Did you have this genre in mind for it -- the psychological thriller?
Yeah. Those are the kinds of films that I like. Even in my two films at NYU, one was like a horror film and the other was like a thriller; it was pretty dark. That's just been my interest since... forever. When I was a little kid, I loved horror films. I always liked being scared. So I think it was inevitable. And that was one of the things that drew me to it -- I was terrified of cults. I think that probably drew me in -- being scared of groups and conforming with them. So it was always going to be that.
And where it really took its shape was when I met somebody who told me about her experience -- the first few weeks after, and how disorienting it was. She was lying to everyone, she thought they were following her. And when I heard that, that's when I decided that would be the time for me to focus on. Up to that point, I had read about all the periods of cult process and getting out -- five years later, rehabilitation, or how someone got it. I just decided after that meeting it would be the place to go.
The filmmaking's great, but this movie seems to really come together in the casting -- this blend of newcomers and veterans? How was it assembled?
For me, how you combine the acting with the script is the most important. Everything else comes after that.
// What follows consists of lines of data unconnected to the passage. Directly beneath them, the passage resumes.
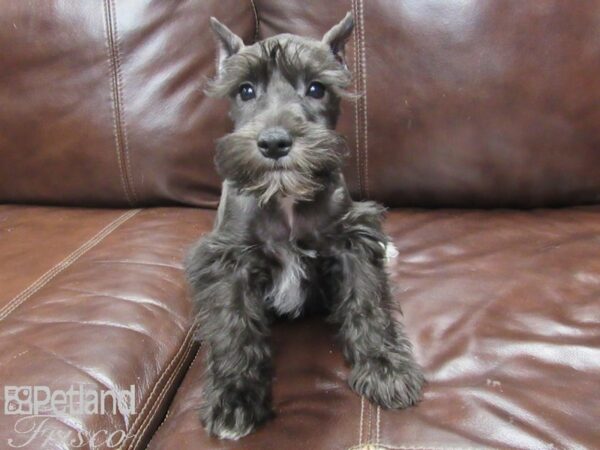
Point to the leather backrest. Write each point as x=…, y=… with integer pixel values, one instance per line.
x=101, y=102
x=470, y=104
x=479, y=103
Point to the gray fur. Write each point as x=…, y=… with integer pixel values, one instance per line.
x=288, y=239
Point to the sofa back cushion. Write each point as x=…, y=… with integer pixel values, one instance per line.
x=101, y=102
x=478, y=103
x=468, y=104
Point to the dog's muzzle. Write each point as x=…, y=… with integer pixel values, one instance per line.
x=274, y=143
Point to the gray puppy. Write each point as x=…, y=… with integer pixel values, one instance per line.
x=288, y=239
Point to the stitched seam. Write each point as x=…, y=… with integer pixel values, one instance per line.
x=256, y=20
x=64, y=264
x=162, y=395
x=169, y=410
x=378, y=425
x=113, y=90
x=167, y=373
x=360, y=424
x=357, y=103
x=369, y=438
x=365, y=104
x=159, y=400
x=123, y=127
x=403, y=447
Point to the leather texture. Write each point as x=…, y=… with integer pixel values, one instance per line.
x=101, y=103
x=481, y=103
x=466, y=104
x=98, y=298
x=503, y=310
x=477, y=104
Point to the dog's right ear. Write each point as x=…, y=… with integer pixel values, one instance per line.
x=228, y=42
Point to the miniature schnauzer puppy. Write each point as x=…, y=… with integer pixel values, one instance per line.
x=288, y=238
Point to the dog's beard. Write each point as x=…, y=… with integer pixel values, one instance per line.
x=316, y=152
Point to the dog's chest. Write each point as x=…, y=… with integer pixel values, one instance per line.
x=288, y=295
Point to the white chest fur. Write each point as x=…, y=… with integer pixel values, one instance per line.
x=287, y=207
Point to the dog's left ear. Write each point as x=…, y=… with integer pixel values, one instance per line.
x=337, y=37
x=228, y=42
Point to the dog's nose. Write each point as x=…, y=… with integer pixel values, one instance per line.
x=274, y=142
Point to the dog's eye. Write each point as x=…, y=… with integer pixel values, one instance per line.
x=247, y=92
x=315, y=90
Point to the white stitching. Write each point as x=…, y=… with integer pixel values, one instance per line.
x=378, y=423
x=166, y=373
x=357, y=101
x=123, y=128
x=65, y=263
x=365, y=106
x=362, y=409
x=113, y=90
x=369, y=420
x=169, y=410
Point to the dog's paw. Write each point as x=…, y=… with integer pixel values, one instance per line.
x=392, y=387
x=234, y=413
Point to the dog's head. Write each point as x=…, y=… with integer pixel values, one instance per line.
x=285, y=98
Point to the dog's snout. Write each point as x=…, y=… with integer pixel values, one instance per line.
x=274, y=142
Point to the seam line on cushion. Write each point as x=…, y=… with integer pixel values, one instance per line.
x=256, y=20
x=177, y=360
x=357, y=102
x=169, y=410
x=408, y=447
x=65, y=263
x=120, y=134
x=161, y=397
x=369, y=437
x=377, y=426
x=363, y=62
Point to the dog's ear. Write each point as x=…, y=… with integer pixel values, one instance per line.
x=228, y=42
x=337, y=37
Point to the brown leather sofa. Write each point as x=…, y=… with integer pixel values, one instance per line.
x=106, y=178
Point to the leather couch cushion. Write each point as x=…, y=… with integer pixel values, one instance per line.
x=469, y=104
x=101, y=102
x=503, y=310
x=97, y=298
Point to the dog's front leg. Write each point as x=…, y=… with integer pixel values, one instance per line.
x=374, y=343
x=233, y=328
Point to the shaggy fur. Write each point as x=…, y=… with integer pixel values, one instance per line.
x=288, y=238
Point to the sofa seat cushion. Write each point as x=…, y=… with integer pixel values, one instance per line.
x=93, y=298
x=504, y=310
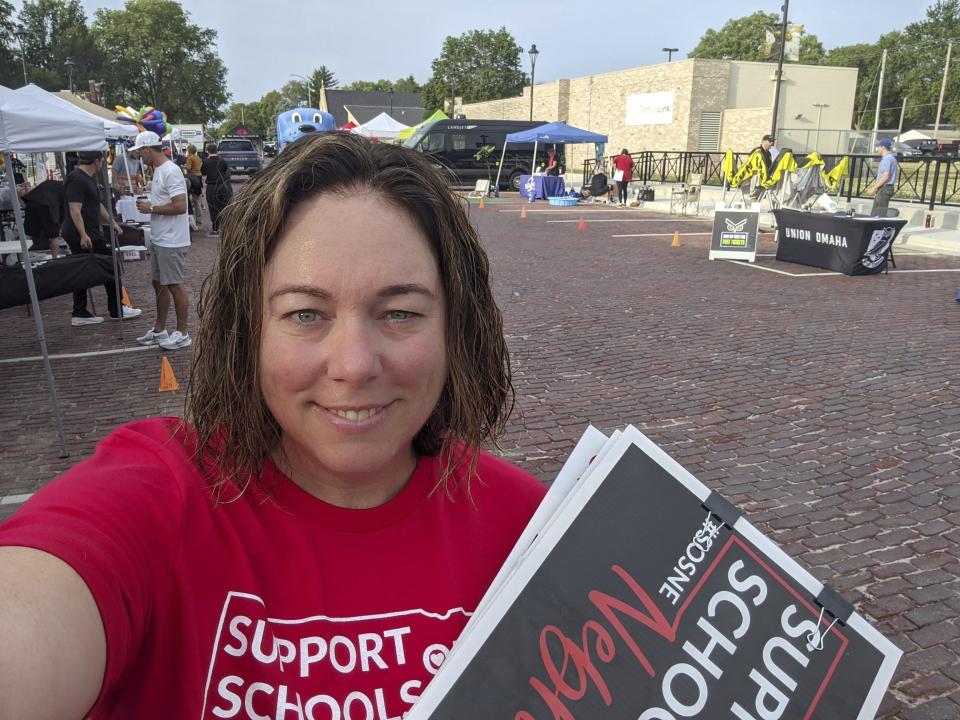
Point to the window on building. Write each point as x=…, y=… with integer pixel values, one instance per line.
x=432, y=142
x=709, y=140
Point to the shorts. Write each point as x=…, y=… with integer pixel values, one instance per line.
x=166, y=264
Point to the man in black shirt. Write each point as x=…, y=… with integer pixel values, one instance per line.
x=82, y=232
x=219, y=189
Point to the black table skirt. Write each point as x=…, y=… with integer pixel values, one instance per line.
x=56, y=277
x=851, y=245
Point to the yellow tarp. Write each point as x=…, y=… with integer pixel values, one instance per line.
x=438, y=115
x=785, y=163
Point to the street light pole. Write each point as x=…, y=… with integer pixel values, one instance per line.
x=20, y=31
x=533, y=53
x=69, y=64
x=783, y=48
x=307, y=83
x=819, y=107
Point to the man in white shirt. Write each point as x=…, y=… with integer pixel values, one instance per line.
x=169, y=240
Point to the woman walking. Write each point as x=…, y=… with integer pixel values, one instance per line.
x=622, y=174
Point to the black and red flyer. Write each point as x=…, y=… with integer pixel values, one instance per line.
x=639, y=594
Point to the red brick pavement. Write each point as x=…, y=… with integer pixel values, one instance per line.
x=826, y=407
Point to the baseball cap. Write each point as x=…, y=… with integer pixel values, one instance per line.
x=146, y=139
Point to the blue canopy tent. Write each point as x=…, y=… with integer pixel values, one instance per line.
x=551, y=132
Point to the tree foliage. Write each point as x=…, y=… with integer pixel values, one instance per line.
x=56, y=31
x=407, y=84
x=11, y=74
x=156, y=56
x=478, y=65
x=745, y=39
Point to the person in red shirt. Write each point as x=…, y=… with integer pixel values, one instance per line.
x=312, y=537
x=624, y=171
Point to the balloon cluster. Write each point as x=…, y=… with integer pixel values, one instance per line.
x=146, y=118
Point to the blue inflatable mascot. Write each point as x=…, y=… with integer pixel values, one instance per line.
x=298, y=122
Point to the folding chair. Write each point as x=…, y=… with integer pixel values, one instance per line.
x=686, y=195
x=889, y=212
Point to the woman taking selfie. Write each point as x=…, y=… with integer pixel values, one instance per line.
x=311, y=539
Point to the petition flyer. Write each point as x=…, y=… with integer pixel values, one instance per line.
x=638, y=601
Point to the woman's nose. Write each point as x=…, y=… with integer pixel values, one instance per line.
x=354, y=351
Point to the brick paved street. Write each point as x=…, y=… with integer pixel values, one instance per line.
x=826, y=407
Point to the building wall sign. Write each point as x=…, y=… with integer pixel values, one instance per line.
x=650, y=109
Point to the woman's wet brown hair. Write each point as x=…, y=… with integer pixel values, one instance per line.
x=235, y=430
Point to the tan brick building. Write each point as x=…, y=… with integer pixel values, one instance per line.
x=705, y=105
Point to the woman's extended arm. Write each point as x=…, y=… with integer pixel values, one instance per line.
x=53, y=653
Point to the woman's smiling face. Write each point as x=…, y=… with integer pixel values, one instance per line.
x=352, y=355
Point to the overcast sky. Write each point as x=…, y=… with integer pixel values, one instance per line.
x=263, y=41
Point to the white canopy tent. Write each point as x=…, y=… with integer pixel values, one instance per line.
x=32, y=121
x=382, y=126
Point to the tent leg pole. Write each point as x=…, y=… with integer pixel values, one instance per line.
x=35, y=305
x=500, y=168
x=105, y=196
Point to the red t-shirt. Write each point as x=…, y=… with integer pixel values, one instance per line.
x=625, y=163
x=274, y=605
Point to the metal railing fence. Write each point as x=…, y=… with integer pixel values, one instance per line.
x=926, y=180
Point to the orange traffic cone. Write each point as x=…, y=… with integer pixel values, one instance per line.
x=168, y=381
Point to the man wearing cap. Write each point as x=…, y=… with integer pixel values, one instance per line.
x=169, y=241
x=82, y=230
x=768, y=154
x=886, y=180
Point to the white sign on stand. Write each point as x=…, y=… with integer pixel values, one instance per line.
x=735, y=233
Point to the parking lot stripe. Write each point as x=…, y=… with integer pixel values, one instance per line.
x=65, y=356
x=666, y=234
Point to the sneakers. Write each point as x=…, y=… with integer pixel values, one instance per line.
x=176, y=341
x=88, y=318
x=152, y=337
x=128, y=313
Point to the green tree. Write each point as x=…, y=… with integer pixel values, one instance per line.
x=57, y=34
x=479, y=65
x=745, y=39
x=866, y=58
x=156, y=56
x=407, y=84
x=11, y=71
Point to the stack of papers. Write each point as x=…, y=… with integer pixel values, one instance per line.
x=636, y=593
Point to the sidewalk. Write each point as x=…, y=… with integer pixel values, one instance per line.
x=935, y=230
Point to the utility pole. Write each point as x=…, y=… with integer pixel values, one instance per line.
x=876, y=115
x=819, y=107
x=783, y=48
x=943, y=89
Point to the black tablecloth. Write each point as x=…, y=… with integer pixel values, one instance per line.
x=56, y=277
x=852, y=245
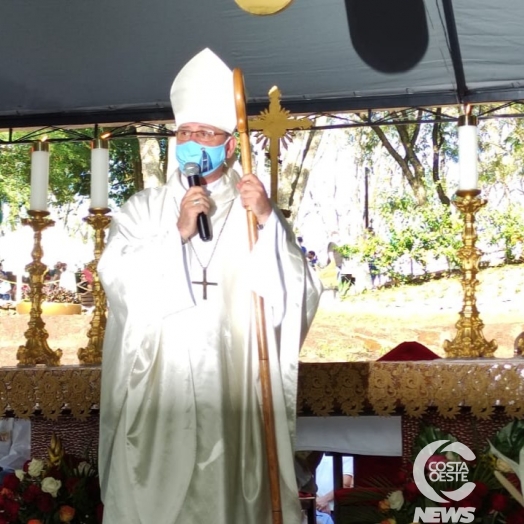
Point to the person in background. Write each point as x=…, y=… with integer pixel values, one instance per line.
x=5, y=285
x=324, y=481
x=181, y=429
x=300, y=241
x=312, y=259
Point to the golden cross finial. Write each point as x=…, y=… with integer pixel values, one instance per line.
x=275, y=123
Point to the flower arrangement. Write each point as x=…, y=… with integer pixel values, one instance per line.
x=62, y=488
x=495, y=475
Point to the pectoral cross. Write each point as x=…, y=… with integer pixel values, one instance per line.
x=275, y=125
x=204, y=283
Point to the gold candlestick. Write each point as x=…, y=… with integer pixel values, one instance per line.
x=469, y=341
x=92, y=353
x=36, y=350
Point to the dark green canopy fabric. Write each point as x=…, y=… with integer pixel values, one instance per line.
x=76, y=62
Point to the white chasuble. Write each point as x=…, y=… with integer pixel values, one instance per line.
x=181, y=430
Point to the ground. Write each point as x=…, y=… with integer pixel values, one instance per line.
x=361, y=327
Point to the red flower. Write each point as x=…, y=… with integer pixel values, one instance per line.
x=55, y=472
x=481, y=490
x=499, y=502
x=11, y=481
x=66, y=513
x=411, y=491
x=45, y=502
x=31, y=493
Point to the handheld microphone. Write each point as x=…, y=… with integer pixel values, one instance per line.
x=192, y=172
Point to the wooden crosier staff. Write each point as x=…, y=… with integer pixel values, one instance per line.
x=263, y=356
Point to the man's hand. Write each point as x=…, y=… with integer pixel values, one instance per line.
x=323, y=504
x=195, y=201
x=254, y=197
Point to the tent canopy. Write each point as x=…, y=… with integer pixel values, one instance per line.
x=78, y=62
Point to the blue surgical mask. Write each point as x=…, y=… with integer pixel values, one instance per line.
x=208, y=158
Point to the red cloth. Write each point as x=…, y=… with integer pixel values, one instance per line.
x=409, y=351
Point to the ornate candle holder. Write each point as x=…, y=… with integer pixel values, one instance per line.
x=36, y=350
x=469, y=341
x=92, y=353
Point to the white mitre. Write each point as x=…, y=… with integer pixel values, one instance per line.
x=203, y=92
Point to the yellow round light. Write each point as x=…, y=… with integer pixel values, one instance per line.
x=263, y=7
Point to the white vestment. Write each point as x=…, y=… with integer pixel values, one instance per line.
x=181, y=431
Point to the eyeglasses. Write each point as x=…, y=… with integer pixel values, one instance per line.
x=204, y=135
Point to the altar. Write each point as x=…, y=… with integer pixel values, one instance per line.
x=460, y=394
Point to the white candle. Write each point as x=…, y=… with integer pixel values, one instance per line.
x=99, y=174
x=468, y=152
x=39, y=176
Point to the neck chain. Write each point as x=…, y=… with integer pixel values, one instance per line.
x=204, y=282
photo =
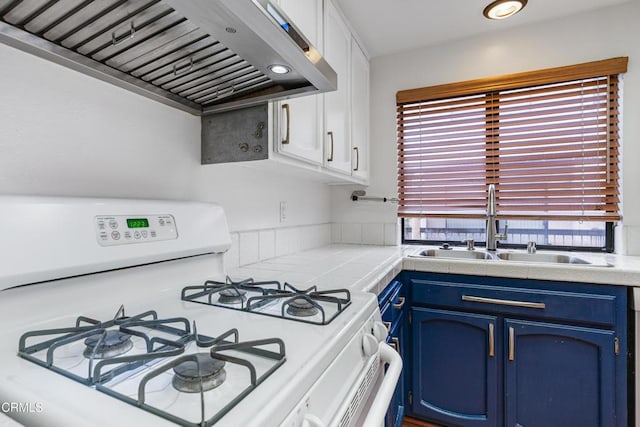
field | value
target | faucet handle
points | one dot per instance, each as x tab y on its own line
504	235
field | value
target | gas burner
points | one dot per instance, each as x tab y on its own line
270	298
231	295
189	375
301	307
109	344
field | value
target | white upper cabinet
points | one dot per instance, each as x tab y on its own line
298	121
337	50
359	113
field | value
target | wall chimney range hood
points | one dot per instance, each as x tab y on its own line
201	56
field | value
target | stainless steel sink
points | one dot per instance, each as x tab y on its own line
457	254
543	258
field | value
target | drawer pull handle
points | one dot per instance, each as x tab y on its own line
285	108
492	345
512	345
512	303
400	303
330	158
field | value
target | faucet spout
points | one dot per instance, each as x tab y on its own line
492	230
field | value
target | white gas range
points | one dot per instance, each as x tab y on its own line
119	312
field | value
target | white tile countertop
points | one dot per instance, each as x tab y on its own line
371	268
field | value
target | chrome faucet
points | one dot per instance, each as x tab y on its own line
492	231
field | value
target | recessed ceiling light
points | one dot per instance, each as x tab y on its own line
501	9
279	69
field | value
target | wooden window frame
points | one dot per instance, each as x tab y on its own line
493	85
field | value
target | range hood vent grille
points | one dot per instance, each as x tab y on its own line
149	47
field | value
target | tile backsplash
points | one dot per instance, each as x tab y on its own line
248	247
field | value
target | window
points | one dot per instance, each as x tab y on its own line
548	140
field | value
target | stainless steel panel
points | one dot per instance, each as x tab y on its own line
197	62
235	136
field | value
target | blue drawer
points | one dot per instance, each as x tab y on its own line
544	303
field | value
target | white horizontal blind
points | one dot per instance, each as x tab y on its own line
551	150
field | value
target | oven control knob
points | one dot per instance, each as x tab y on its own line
369	345
379	331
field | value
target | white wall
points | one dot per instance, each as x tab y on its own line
596	35
65	133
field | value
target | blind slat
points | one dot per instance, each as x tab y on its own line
551	147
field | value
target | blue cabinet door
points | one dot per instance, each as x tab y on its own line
455	367
396	340
559	375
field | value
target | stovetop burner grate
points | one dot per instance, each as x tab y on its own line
270	298
168	346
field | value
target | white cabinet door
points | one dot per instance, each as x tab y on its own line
337	47
359	112
299	121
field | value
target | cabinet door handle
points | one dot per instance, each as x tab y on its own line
400	304
357	159
395	343
512	345
512	303
285	107
492	344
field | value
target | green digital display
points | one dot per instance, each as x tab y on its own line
137	222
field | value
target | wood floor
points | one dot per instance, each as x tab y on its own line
412	422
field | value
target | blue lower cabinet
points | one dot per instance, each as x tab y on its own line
455	367
395	413
559	375
517	353
393	307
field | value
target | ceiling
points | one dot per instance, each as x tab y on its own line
390	26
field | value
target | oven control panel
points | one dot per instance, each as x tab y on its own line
114	230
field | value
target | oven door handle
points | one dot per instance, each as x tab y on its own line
384	394
312	421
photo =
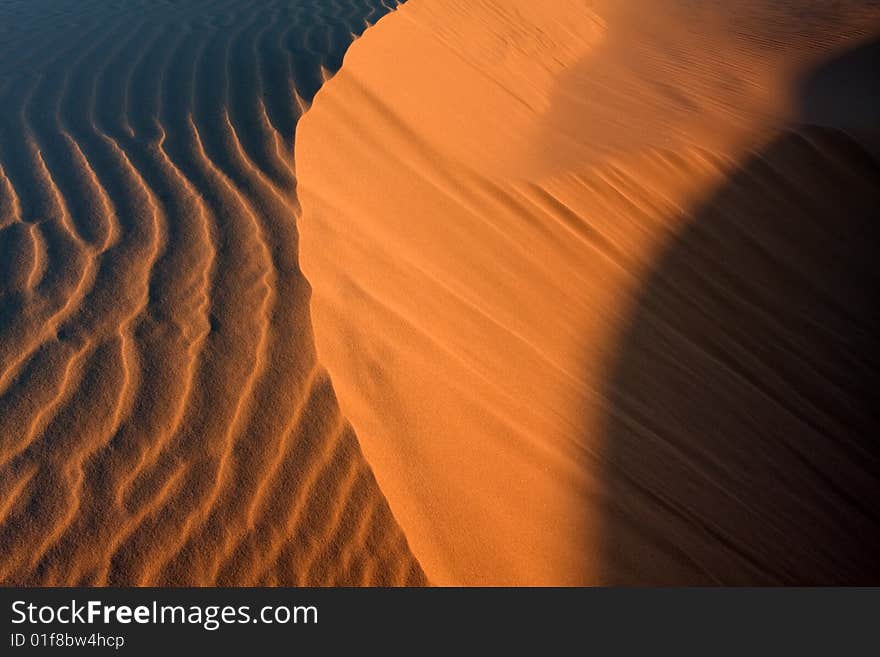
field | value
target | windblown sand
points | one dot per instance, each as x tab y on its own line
598	301
594	283
163	418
I mean, just get it in focus!
Yeah! Acting is very much the priority. The cast was pretty much entirely handpicked by my casting director, Susan Shopmaker. I think that a lot of times, director and producers don't let casting directors do their jobs. When you really collaborate with somebody -- and I try to do this with everybody I work with -- you fully collaborate and hire somebody because of their talent. Let them do their work, as long as you know you're on the same page and you're making the same movie and you're working with them. Susan I've known for years. I worked for her for a long time. She cast all of my movies at Borderline; she always has. She's amazing, and I've just let her do her thing. Basically she handpicked a lot of the cast, and there were a couple people I knew. For Martha, we wanted an unknown actress, so we held open casting for three or four weeks; we'd see every unknown actress we could see. They came in, and Lizzie was the best.